Artificial intelligence-powered tools are quickly becoming widely available, including for people in very remote corners of the world. This is encouraging for smallholder farmers, who can use handheld technologies to manage their farms more efficiently, connecting them to climate information, satellite images, extension workers, and markets. The technology is also becoming a first line of protection against crop diseases and pests that can possibly destroy their harvests.

(Image credit: CIAT)

A new smartphone tool created for banana farmers scans plants for signs of five main diseases and one common pest. In testing in Colombia, China, India, Benin, the Democratic Republic of the Congo, and Uganda, the tool delivered a 90% successful detection rate. This work is a step towards creating a satellite-driven, internationally connected network to control disease and pest epidemics, say the scientists who created the technology.

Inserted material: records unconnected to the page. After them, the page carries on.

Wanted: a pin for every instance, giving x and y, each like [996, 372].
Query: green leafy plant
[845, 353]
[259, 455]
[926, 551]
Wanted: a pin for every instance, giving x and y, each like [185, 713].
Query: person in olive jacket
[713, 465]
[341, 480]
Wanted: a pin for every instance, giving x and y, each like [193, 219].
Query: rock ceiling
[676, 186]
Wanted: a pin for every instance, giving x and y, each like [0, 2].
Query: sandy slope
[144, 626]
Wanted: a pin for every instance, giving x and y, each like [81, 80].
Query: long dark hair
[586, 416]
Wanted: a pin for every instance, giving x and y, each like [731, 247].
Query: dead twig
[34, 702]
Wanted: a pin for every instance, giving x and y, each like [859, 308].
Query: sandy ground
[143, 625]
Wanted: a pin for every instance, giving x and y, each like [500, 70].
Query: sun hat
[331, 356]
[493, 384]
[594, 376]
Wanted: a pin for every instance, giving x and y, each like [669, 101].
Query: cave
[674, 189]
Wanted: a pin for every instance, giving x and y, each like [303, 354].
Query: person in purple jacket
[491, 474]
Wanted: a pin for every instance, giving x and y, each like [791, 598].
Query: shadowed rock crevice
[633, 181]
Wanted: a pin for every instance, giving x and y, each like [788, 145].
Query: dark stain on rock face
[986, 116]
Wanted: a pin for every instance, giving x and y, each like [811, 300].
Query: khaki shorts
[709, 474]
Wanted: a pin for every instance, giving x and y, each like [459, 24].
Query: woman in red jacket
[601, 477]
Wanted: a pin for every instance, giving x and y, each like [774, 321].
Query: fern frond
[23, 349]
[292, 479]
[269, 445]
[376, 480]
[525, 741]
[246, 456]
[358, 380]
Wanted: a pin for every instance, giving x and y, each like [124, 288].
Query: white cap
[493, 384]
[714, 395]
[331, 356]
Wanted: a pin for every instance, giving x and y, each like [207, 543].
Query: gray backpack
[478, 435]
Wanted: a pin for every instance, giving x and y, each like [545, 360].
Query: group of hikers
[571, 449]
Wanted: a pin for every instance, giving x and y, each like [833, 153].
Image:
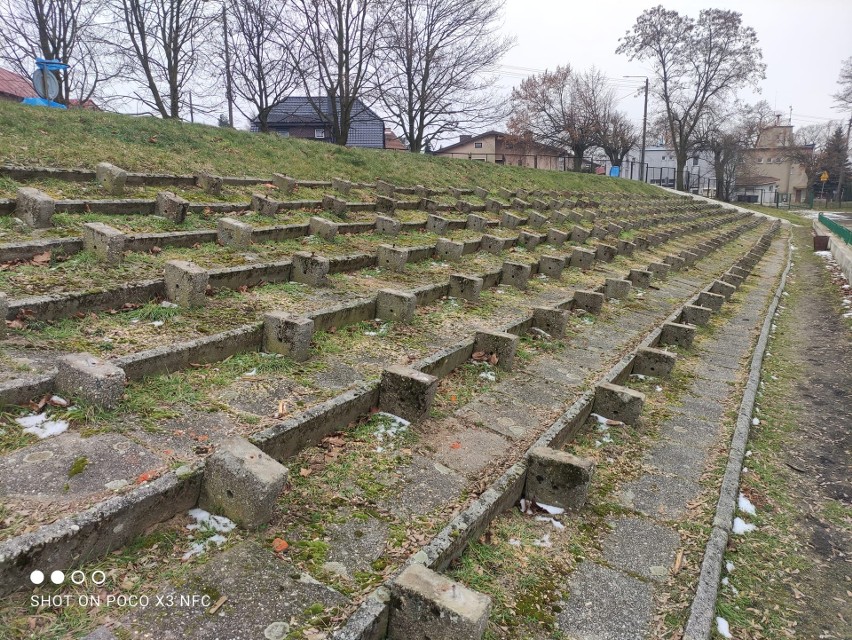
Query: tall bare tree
[554, 107]
[434, 69]
[696, 63]
[65, 30]
[262, 72]
[617, 135]
[334, 45]
[165, 44]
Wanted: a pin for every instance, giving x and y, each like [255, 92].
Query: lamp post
[644, 129]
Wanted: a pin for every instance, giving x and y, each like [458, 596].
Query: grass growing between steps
[48, 137]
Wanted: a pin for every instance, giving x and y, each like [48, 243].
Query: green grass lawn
[77, 138]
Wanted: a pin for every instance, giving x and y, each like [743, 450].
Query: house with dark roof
[503, 148]
[299, 117]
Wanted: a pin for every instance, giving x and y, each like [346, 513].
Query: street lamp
[644, 129]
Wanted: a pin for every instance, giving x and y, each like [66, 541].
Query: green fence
[840, 230]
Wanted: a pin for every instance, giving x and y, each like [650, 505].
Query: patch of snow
[741, 526]
[745, 505]
[554, 511]
[206, 520]
[723, 628]
[553, 521]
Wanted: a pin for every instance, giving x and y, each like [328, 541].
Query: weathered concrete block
[383, 203]
[428, 606]
[659, 269]
[437, 224]
[34, 207]
[556, 237]
[186, 283]
[449, 249]
[723, 289]
[477, 223]
[338, 206]
[465, 287]
[287, 334]
[341, 185]
[535, 219]
[605, 253]
[640, 278]
[406, 392]
[233, 233]
[616, 288]
[398, 306]
[4, 310]
[493, 206]
[393, 258]
[733, 280]
[242, 483]
[558, 479]
[551, 266]
[510, 221]
[323, 228]
[653, 362]
[209, 183]
[264, 205]
[516, 274]
[550, 320]
[711, 300]
[618, 403]
[390, 226]
[285, 184]
[579, 234]
[310, 269]
[590, 301]
[530, 240]
[385, 188]
[677, 334]
[675, 263]
[89, 378]
[111, 178]
[502, 344]
[582, 259]
[493, 244]
[626, 248]
[106, 242]
[171, 206]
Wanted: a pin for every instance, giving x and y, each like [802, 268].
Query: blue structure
[46, 84]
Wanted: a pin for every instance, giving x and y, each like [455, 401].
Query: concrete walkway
[614, 600]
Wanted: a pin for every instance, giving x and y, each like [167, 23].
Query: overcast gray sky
[803, 44]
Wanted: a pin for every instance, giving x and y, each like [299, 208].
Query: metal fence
[838, 229]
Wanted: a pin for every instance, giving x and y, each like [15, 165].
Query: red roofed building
[15, 87]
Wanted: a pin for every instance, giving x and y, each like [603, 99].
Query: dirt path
[795, 572]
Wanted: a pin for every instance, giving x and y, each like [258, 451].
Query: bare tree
[333, 51]
[435, 57]
[617, 135]
[696, 63]
[164, 42]
[554, 107]
[262, 72]
[64, 30]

The findings have been published recently in the journal Plant Methods.

Farmers around the world struggle to defend their crops from pests and diseases,” said Michael Selvaraj, the lead author, who developed the tool with colleagues from Bioversity International in Africa. “There is very little data on banana pests and diseases for low-income countries, but an AI tool such as this one offers an opportunity to improve crop surveillance, fast-track control and mitigation efforts, and help farmers to prevent production losses.”

Co-authors included scientists from India’s Imayam Institute of Agriculture and Technology (IIAT), and Texas A&M University.

Bananas are the world’s most popular fruit and with the worldwide population estimated to hit 10 billion in 2050, pressure is growing to produce adequate food. Numerous countries will continue relying on international trade to guarantee their food security. It is estimated that by 2050 developing countries’ net imports of cereals will increase more than twofold from 135 million metric tons in 2008/09 to 300 million in 2050.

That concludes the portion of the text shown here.